# A parametrization for $\frac{\sin(x)}{x}$ as a revolution surface around $y$ axis

I'm looking for a parametrization for $\frac{\sin(x)}{x}$ as a revolution surface arround the $y$ axis.

I have tried $X(x,y)=\Big(\frac{\sin(y)\sin(x)}{x},x,\frac{\cos(y)\sin(x)}{x}\Big)$.

ParametricPlot3D[
{Sin[y] Sin[x]/x,x ,Cos[y] Sin[x]/x},
{x, 0, 6*Pi}, {y, 0, 2*Pi},
PlotRange -> All
]


But it does not make the surface it should be

Plot3D[Sin[Sqrt[x*x + y*y]]/Sqrt[x*x + y*y], {x, -10, 10}, {y, -10, 10}, PlotRange -> All]


Is my parametrization right? Can you give me some advice? Any help thanks!

Perhaps something like this.
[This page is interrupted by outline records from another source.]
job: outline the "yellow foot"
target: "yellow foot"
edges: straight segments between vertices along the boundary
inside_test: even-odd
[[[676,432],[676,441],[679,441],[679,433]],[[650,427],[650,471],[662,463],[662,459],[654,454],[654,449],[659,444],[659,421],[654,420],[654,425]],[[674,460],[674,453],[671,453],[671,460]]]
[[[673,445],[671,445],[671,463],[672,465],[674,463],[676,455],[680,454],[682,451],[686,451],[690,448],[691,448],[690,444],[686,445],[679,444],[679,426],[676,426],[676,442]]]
Just rotate the original function about the z-axis directly:

RotationMatrix[θ, {0, 0, 1}].{x, 0, Sin[x]/x}
(* {x Cos[θ], x Sin[θ], Sin[x]/x} *)


and so:

ParametricPlot3D[RotationMatrix[θ, {0, 0, 1}].{x, 0, Sin[x]/x}
, {x, 0, 20}, {θ, 0, 2 π}
, RegionFunction -> (-10 <= #1 <= 10 && -10 <= #2 <= 10 &)
, PlotRange -> All
, BoxRatios -> {1, 1, 1/2}] Your original code seems to rotate around the x-axis:

ParametricPlot3D[RotationMatrix[θ, {1, 0, 0}].{x, 0, Sin[x]/x}
, {x, 0, 10}, {θ, 0, 2 π}
, PlotRange -> All
, BoxRatios -> {2, 1, 1}] and rotating it about the y-axis is uninteresting. (Note that I have taken z to be "vertical".)

Try this:

RevolutionPlot3D[Sin[x]/x, {x, 0, 6 \[Pi]}] Have fun!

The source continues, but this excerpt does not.